Input: ({'a.txt': 'Not valid: 999.1.1.1 1.2.3 1.2.3.4.5 01.2.3.4', 'sub': {'b.bin': b'\xff'}},)
Expected Output: []
Explanation: 999.1.1.1 is out of range, 1.2.3 is incomplete, 1.2.3.4.5 is part of a longer dot-separated numeric sequence, 01.2.3.4 has a leading zero, and b.bin is skipped due to UTF-8 decode failure.
Input: ({'x.txt': 'Valid: 1.2.3.4, 255.255.255.255, 0.10.20.30. Invalid: 00.0.0.0, 1.02.3.4', 'nested': {'y.dat': b'Also 1.2.3.4 and 0.0.0.0'}},)

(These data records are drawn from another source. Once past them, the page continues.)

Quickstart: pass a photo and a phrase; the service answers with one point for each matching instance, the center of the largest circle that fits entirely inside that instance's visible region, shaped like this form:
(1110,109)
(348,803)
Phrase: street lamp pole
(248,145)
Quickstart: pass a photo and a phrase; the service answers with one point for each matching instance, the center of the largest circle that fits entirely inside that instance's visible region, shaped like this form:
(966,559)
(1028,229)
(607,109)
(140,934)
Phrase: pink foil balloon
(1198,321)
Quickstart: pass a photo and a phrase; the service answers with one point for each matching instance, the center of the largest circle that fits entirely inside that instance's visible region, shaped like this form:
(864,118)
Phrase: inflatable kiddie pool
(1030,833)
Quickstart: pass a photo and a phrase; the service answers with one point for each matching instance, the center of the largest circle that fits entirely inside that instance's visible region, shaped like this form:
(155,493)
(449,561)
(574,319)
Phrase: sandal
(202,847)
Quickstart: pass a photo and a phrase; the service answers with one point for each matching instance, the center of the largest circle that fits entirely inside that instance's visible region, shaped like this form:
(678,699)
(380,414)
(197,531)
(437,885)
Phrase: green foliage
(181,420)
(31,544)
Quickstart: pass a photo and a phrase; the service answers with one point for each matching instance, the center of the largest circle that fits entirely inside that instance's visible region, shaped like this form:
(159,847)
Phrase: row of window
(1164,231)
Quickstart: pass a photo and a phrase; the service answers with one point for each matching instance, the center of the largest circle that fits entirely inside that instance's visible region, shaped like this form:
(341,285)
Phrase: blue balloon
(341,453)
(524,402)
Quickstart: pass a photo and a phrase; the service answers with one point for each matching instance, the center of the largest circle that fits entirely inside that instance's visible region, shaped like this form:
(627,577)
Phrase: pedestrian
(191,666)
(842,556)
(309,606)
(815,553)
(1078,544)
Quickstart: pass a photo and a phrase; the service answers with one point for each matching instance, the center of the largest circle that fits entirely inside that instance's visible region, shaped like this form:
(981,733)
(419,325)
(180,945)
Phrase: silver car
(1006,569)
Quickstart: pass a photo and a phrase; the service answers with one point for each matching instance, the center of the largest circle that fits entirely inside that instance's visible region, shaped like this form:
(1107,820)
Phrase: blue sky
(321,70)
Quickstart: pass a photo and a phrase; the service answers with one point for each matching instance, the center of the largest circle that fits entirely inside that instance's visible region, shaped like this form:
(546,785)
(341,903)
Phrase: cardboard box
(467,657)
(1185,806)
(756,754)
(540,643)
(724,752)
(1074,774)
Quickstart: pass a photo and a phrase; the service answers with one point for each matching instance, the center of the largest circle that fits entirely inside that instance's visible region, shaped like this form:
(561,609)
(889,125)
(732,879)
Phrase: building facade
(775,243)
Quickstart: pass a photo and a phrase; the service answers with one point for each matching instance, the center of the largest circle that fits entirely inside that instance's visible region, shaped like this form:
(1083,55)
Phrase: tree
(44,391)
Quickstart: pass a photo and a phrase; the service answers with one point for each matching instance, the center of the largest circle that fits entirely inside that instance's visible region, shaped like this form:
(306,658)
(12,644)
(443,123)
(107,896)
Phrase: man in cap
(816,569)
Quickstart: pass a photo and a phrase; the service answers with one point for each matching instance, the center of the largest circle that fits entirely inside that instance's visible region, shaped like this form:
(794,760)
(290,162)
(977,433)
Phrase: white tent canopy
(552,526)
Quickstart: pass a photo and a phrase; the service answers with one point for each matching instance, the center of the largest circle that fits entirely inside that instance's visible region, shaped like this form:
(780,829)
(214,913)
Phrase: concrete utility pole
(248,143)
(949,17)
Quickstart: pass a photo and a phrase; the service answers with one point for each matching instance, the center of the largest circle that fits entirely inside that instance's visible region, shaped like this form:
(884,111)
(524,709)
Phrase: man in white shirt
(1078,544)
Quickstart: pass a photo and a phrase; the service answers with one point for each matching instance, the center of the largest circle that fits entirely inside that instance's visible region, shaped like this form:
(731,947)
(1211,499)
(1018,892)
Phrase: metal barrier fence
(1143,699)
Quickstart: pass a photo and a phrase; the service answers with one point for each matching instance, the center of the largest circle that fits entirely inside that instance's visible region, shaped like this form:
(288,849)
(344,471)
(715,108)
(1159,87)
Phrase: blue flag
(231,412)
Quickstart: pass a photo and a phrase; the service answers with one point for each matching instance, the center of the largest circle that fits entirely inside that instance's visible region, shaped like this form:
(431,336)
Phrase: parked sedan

Expected Output: ['0.0.0.0', '0.10.20.30', '1.2.3.4', '255.255.255.255']
Explanation: The valid unique addresses are collected across both files. Entries with leading zeros like 00.0.0.0 and 1.02.3.4 are rejected.
Hints
- Use a stack or recursion to traverse the nested directory structure so you visit every subdirectory exactly once.
- A regex can help you find dotted-number candidates, but you still need to validate each octet and reject leading zeros like `01`.